A closer look at these indicators reveals that Pakistan has scored extremely low on six counts: property rights, judicial effectiveness, government integrity, fiscal health, labour freedom and financial freedom. Three of these indicators constitute the ‘rule of law’ pillar, making it the weakest area for the country.
It will be unfair to attribute this low score to any recent development, as since 1996, Pakistan has been categorised as a ‘mostly unfree’ country. If at all, since 2013 Pakistan has shown steady improvements in government integrity as well as in monetary, trade and investment freedom. Judicial effectiveness and fiscal health have recently been added to the index so there is no historical trend available.

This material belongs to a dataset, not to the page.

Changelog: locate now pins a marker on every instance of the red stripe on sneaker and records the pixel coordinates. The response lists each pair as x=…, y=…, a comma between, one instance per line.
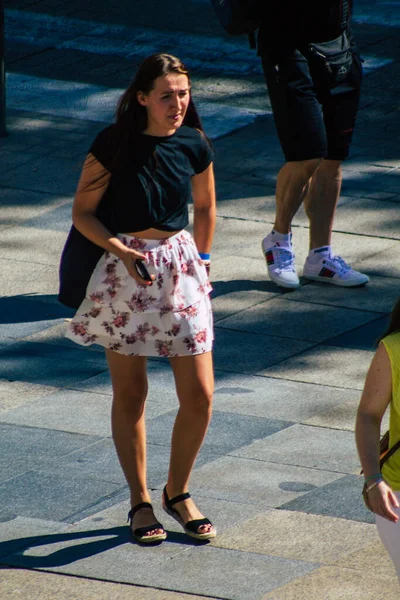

But there has been little improvement in property rights, no improvement at all in financial freedom and a steady decline in labour freedom.
Looking at property rights, while the government does allow private ownership, it is quite difficult to protect personal property in case of disputes due to prolonged litigation, deterring entrepreneurial activity. It must be noted that property rights here pertain to both real and intellectual properties as well as to investor protection and quality of land administration.
Labour freedom, on the other hand, refers to excessive labour regulations in the country, limiting businesses’ ability to deal with redundancies. The low labour force participation rate of 15 per cent, much below the world average of 62 per cent, manifests poor labour opportunities in Pakistan and negatively affects their freedom. Lastly, financial freedom depends on factors like government influence on allocation of credit and capital market development, both of which are weak spots for Pakistan. Domestic credit to private sector for instance, is merely 15 per cent of Pakistan’s GDP, as opposed to 44 per cent in Bangladesh and 52 per cent in India. Claims on the central government, on the other hand, stand at 29 per cent of the GDP.
The Economic Freedom Index is not a sacrosanct scorecard neither is it a predictor of investors’ confidence. However, it does provide a lens through which many investors look at investment prospects and also presents a menu of options to governments where targeted reforms can be undertaken.